Dans ce nouveau cours consacré à « l'écoute active », Christine Paillard explique l'intérêt de cette notion qui demeure une véritable technique de communication liée aux soins.

Chaque mois, Christine Paillard, ingénieur pédagogique, propose d'analyser un mot, son étymologie et démontre son importance dans le domaine du soin ; un mot figurant dans son Dictionnaire des concepts en soins infirmiers – Vocabulaire professionnel de la relation soignant-soigné.

écoute

L'écoute active permet d'être attentif à la parole de l'autre afin d'en comprendre précisément le sens.

L’écoute est la facilité de prêter attention à un son, à une autre personne, avec l’intention de comprendre. “Que celui qui a des oreilles, entende”. Au début  du XIIes. escute était une « personne qui écoute, un espion ».
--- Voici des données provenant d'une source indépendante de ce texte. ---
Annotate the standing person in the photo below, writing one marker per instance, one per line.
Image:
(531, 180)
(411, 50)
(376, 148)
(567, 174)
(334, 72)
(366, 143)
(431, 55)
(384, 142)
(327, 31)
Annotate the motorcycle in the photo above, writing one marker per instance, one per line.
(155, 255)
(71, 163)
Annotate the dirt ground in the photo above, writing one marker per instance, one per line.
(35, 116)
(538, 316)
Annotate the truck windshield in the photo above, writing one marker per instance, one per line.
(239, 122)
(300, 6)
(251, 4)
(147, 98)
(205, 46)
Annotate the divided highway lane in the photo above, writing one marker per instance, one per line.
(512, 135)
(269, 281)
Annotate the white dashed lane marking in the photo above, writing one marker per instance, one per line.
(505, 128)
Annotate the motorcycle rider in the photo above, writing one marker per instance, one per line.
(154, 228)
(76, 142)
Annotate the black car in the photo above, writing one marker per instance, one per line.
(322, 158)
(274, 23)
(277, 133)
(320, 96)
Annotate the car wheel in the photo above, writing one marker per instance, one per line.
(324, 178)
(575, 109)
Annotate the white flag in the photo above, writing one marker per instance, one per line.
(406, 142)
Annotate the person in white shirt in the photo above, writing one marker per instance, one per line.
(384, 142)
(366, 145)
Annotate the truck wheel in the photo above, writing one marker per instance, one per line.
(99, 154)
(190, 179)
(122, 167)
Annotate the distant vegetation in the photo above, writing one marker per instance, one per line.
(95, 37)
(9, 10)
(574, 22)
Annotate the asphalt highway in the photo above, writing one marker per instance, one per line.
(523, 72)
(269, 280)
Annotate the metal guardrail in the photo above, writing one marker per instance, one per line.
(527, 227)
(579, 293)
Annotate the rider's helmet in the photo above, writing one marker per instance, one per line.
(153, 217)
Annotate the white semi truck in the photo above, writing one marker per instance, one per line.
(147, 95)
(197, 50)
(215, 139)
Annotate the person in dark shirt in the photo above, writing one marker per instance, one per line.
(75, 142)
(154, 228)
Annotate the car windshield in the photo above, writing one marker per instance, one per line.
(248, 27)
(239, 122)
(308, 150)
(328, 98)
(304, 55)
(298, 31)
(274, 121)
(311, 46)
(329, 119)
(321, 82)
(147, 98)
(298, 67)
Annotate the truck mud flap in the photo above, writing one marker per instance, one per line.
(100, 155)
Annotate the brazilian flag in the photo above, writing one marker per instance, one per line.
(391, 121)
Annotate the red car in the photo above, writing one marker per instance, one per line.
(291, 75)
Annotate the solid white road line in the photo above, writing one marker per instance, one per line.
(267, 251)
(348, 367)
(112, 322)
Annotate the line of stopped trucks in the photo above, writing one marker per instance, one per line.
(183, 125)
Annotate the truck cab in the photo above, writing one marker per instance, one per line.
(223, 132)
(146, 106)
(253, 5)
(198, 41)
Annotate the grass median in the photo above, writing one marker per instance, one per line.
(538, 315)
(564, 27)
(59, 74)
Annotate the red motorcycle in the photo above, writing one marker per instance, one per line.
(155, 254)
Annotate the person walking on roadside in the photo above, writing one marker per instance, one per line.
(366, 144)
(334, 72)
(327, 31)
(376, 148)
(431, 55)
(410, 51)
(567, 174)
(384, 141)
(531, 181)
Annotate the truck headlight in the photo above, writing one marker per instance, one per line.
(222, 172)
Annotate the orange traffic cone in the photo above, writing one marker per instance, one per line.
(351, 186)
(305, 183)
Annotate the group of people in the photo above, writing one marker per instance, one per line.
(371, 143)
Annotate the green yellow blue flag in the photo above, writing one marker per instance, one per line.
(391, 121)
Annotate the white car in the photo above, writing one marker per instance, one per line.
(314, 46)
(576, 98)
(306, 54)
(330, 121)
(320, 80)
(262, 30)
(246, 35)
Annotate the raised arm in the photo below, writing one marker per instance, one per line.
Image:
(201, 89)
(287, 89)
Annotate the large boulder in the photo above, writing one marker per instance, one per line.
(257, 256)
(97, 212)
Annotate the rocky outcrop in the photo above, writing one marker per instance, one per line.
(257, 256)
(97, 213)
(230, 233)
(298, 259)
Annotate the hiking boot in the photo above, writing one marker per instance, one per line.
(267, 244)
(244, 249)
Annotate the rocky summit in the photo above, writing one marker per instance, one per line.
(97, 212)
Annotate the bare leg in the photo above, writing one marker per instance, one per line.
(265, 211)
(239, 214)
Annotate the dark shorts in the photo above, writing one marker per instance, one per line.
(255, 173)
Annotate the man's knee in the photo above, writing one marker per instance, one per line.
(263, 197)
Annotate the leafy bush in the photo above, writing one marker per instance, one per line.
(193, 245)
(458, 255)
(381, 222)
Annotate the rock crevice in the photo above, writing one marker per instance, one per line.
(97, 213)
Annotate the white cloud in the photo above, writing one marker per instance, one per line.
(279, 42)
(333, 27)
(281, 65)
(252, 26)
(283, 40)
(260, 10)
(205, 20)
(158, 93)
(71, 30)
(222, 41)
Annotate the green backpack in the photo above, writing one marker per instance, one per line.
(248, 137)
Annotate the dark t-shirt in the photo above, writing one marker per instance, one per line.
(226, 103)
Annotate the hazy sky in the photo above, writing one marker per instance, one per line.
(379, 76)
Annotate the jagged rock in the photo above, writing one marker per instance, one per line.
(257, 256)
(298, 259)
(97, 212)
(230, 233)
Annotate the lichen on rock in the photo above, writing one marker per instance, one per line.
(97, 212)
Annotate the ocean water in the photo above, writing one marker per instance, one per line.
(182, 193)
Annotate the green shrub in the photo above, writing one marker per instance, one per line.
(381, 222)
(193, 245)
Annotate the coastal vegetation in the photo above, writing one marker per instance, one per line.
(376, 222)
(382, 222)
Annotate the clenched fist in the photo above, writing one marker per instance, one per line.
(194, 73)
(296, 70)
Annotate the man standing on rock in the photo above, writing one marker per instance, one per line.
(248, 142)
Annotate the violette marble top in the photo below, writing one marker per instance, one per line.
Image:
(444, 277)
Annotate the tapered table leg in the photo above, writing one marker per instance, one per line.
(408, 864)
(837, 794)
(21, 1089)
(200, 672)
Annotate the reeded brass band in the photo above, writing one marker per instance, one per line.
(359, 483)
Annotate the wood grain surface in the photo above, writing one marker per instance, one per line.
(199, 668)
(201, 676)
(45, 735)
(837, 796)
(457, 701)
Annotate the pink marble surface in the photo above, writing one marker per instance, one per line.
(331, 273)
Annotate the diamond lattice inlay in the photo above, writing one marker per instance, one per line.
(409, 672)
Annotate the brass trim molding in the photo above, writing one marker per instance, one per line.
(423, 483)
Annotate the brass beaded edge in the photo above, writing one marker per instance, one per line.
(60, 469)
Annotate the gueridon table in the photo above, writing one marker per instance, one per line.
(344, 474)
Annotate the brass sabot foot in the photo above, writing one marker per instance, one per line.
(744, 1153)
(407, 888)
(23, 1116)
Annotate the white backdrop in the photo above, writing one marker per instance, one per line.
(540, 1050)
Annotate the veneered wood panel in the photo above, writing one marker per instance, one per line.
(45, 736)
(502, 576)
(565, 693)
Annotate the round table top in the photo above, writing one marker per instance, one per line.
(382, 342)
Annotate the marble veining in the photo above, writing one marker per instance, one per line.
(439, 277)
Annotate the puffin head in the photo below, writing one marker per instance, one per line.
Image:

L’écoute, quand elle est en action, induit une interactivité cognitive, émotionnelle et mise en scène par les relations interpersonnelles, dans des situations de soins, thérapeutiques...  Cette écoute est caractérisée par la bienveillance, par une démarche éducative au sens le plus général. Dans l'article « À quoi sert l'éducation pour la santé pour pratiquer l'éducation du patient ? »,  penser l'éducation du patient comme une forme particulière d'éducation pour la santé nous oblige à élargir notre point de vue, à agrandir le cadre de notre intervention et ce, dans plusieurs directions : de la maladie vers la santé, du patient vers la personne et vers le citoyen, des soins vers la promotion de la santé.  Pour Brigitte Sandrin Berthon,  mener une démarche éducative, c'est construire à chaque rencontre, à partir de tous ces éléments, de nouvelles réponses, acceptables à ce moment-là par l'un et par l'autre 1. L’écoute active est avant tout une technique de communication liée aux soins, à l’entretien infirmier. Elle facilite l’émergence des informations, ce qui implique un silence intérieur, et, ce qui exclut un questionnement immédiat. Pour Hélène Lauwers, l’information fait également partie intégrante de l’accompagnement et elle doit être adaptée 2. L’écoute active fait partie de la communication non violente. Par exemple, lors d’un entretien, en mettant ses propres idées, en interprétant suivant ses propres valeurs, nous constituons les balises du rapport “dominant-dominé”. Comme le souligne J. Merkling, le jugement est une une position qui hiérarchise la relation et produit une sensation d'inégalité en valorisant celui qui juge et en dévalorisant celui qui est jugé 3. L’écoute active relève d’une une attitude d'intérêt ouvert. L'aidant doit être attentif à la parole de l'autre, afin d'en comprendre précisément le sens 4.  L’écoute active se manifeste aussi avec la reformulation, joignant compréhension empathique et attitude congruente. Pour Marie-Pascale Honoré, la reformulation ouvre la voie de la relation à l’autre : c’est tenter d’exprimer avec nos propres mots, dans une écoute authentique, ce que l’enfant ressent, ce qu’il vit de l’intérieur 5

Ce moyen de communiquer favorise le développement de la relation de confiance. Selon Carl Rogersl'écoute active est à la fois une technique et une attitude qui permet de considérer l'autre, de le prendre en compte. Écouter n'a rien à voir avec le fait d'être d'accord ou non avec ce que dit l'autre, c'est recevoir tout ce qu'il dit ou manifeste dans l'intention de comprendre sa pensée 6. L’écoute active est une attitude facilitatrice. D’après Martine Mazoyer, cette écoute demande au soignant d’être totalement disponible, ouvert aux paroles (mais aussi aux gestes, mimiques) de la personne soignée. C’est par cette écoute que le patient a le sentiment d’exister aux yeux du soignant. Or ce sentiment d’existence est fragilisé dans les troubles dépressifs. Ne pas prendre le temps d’écouter une personne dépressive entraîne une majoration de ce sentiment 7.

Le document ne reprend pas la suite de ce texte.